Vascular dementia typically occurs when multiple small cerebral infarcts (or sometimes hemorrhages) cause enough neuronal or axonal loss to impair brain function. Vascular dementias include the following:

  • Multiple lacunar infarction: Small blood vessels are affected. Multiple lacunar infarcts occur deep within hemispheric white and gray matter.

  • Multi-infarct dementia: Medium-sized blood vessels are affected.

  • Strategic single-infarct dementia: A single infarct occurs in a crucial area of the brain (eg, angular gyrus, thalamus).

  • Binswanger dementia (subcortical arteriosclerotic encephalopathy): This uncommon variant of small-vessel dementia is associated with severe, poorly controlled hypertension and systemic vascular disease. It causes diffuse and irregular loss of axons and myelin with widespread gliosis, tissue death due to an infarction, or loss of blood supply to the white matter of the brain.

Symptoms and Signs

Symptoms and signs are similar to those of other dementias (see Dementia : Symptoms and Signs). However, multiple-infarct dementia tends to progress in discrete steps; each episode is accompanied by intellectual decline, sometimes followed by modest recovery. Subcortical vascular dementia caused by small-vessel ischemic damage (which includes multiple lacunar infarction and Binswanger dementia) tends to cause small, incremental deficits; thus, the decline appears to be gradual.

As the disease progresses, focal neurologic deficits often develop:

  • Exaggeration of deep tendon reflexes

  • Extensor plantar response

  • Gait abnormalities

  • Weakness of an extremity

  • Hemiplegias

  • Pseudobulbar palsy with pathologic laughing and crying

  • Other signs of extrapyramidal dysfunction

Cognitive loss may be focal. For example, short-term memory may be less affected than in other dementias. Patients with partial aphasia may be more aware of their deficits; thus, depression may be more common than in other dementias.

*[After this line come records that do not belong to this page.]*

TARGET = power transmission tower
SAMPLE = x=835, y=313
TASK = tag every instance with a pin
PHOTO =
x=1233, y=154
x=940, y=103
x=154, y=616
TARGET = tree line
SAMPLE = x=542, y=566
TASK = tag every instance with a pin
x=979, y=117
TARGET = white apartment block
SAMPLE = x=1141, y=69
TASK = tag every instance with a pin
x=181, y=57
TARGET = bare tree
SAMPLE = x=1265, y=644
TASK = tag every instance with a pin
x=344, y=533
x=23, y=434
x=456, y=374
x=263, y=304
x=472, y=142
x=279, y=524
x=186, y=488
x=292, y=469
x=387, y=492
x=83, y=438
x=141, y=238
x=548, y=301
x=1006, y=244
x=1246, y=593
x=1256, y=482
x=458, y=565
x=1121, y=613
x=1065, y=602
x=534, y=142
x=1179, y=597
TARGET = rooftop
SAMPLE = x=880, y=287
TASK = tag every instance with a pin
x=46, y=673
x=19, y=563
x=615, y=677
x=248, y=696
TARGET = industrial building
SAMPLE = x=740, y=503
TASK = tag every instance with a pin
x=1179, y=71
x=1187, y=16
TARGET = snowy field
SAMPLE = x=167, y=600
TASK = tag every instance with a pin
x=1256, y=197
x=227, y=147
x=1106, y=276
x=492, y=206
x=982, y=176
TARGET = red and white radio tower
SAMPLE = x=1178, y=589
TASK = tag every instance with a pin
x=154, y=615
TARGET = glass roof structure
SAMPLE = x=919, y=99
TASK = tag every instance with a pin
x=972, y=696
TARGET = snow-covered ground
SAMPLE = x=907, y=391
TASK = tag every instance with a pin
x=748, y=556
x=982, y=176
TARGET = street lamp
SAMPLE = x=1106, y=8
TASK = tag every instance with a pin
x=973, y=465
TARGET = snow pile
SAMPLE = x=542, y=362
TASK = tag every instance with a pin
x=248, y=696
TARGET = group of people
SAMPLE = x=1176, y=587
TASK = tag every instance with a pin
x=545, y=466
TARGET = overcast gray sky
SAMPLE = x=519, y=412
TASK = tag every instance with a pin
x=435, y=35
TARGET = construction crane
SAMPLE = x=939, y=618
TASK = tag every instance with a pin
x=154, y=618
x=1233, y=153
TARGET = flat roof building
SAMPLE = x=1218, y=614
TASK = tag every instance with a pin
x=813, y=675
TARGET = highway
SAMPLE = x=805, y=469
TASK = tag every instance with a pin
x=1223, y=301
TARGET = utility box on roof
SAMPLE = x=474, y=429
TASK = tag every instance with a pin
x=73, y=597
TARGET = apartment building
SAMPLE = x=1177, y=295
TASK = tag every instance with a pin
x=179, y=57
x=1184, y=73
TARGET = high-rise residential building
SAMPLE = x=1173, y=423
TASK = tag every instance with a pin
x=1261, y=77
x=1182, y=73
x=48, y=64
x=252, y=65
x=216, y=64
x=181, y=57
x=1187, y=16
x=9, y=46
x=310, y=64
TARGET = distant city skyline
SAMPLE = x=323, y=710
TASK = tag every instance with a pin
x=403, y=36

  • Generally similar to diagnosis of other dementias

Diagnosis is similar to that of other dementias (see Dementia : Diagnosis). As in other dementias, cognitive impairment must be severe enough to interfere with daily activities. In addition, confirmation of vascular dementia requires a history of stroke or evidence of a vascular cause for dementia detected by neuroimaging. If focal neurologic signs or evidence of cerebrovascular disease is present, a thorough evaluation for stroke should be done (see Overview of Stroke : Evaluation).

CT and MRI may show bilateral multiple infarcts in the dominant hemisphere and limbic structures, multiple lacunar strokes, or periventricular white-matter lesions extending into the deep white matter. In Binswanger dementia, imaging shows leukoencephalopathy in the cerebrum semiovale adjacent to the cortex, often with multiple lacunae affecting structures deep in the gray matter (eg, basal ganglia, thalamic nuclei).

The Hachinski Ischemic Score is sometimes used to help differentiate vascular dementia from Alzheimer disease (see Modified Hachinski Ischemic Score).


The 5-yr mortality rate is 61%, which is higher than that for most forms of dementia, presumably because other atherosclerotic disorders coexist.


  • Generally similar to treatment of other dementias

Generally, treatment is the same as that of other dementias (see Dementia : Treatment). However, vascular dementia may be preventable, and its progression may be slowed by BP control, cholesterol-lowering therapy, regulation of plasma glucose (90 to 150 mg/dL), and smoking cessation.

Efficacy of cholinesterase inhibitors and memantine is uncertain in vascular dementia. However, these drugs are commonly used, partly because elderly patients with vascular dementia may also have Alzheimer disease. Adjunctive drugs for depression, psychosis, and sleep disorders are useful.

Key Points

  • Vascular dementia can occur as a series of discrete episodes (which may seem like a gradual decline) or in a single episode.

  • Focal neurologic signs may help differentiate vascular dementia from other dementias.

  • Confirm that dementia is vascular based on a history of stroke or neuroimaging findings that suggest a vascular cause.

  • Control vascular risk factors, and if Alzheimer disease could also be present, treat with cholinesterase inhibitors and memantine.